Oude Testament

Nieuwe Testament

Mattheüs 25:36-46 Het Boek (HTB)

36. Ik had niets om aan te trekken en u hebt Mij kleren gegeven. Ik was ziek en u hebt Mij opgezocht. Ik zat in de gevangenis en u bent bij Mij geweest.”

37. Deze goede mensen zullen vragen: “Here, wanneer hebben wij gezien dat U honger had en hebben wij U te eten gegeven? Of dat U dorst had en hebben wij U te drinken gegeven?

38. Of dat U een vreemdeling was en hebben wij U geholpen? Of dat U niets had om aan te trekken en hebben wij U kleren gegeven?

39. En wanneer was U ziek of zat U in de gevangenis en hebben wij U bezocht?”

40. Ik zal tegen hen zeggen: “Toen u dit voor één van mijn minste broeders hebt gedaan, deed u het voor Mij.”

41. Daarna zal Ik tegen de mensen aan mijn linkerhand zeggen: “Weg jullie, vervloekten! Naar het eeuwige vuur dat voor de duivel en zijn trawanten bestemd is.

42. Want Ik had honger en u wilde Mij niet te eten geven.
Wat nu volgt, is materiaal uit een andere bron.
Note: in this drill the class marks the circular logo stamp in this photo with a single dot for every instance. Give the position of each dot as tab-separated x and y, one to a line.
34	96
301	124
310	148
Ik had dorst en u wilde Mij niet te drinken geven.

43. Ik was een vreemdeling en u wilde Mij niet in huis opnemen. Ik had niets om aan te trekken en u wilde Mij geen kleren geven. Ik was ziek en u wilde Mij niet opzoeken. Ik zat in de gevangenis en u hebt Mij aan mijn lot overgelaten.”

44. Dan zullen zij vragen: “Maar Here, wanneer hebben wij dan gezien dat U honger had of dorst? Of dat U een vreemdeling was? Of dat U niets had om aan te trekken? Of dat U ziek was of in de gevangenis zat? Wanneer hebben wij U niet geholpen?”

45. Ik zal hun antwoorden: “Toen u de minste van mijn broeders niet wilde helpen, wilde u Mij niet helpen.”

46. Die mensen zullen eeuwig gestraft worden. Maar de goede en eerlijke mensen zullen eeuwig leven.’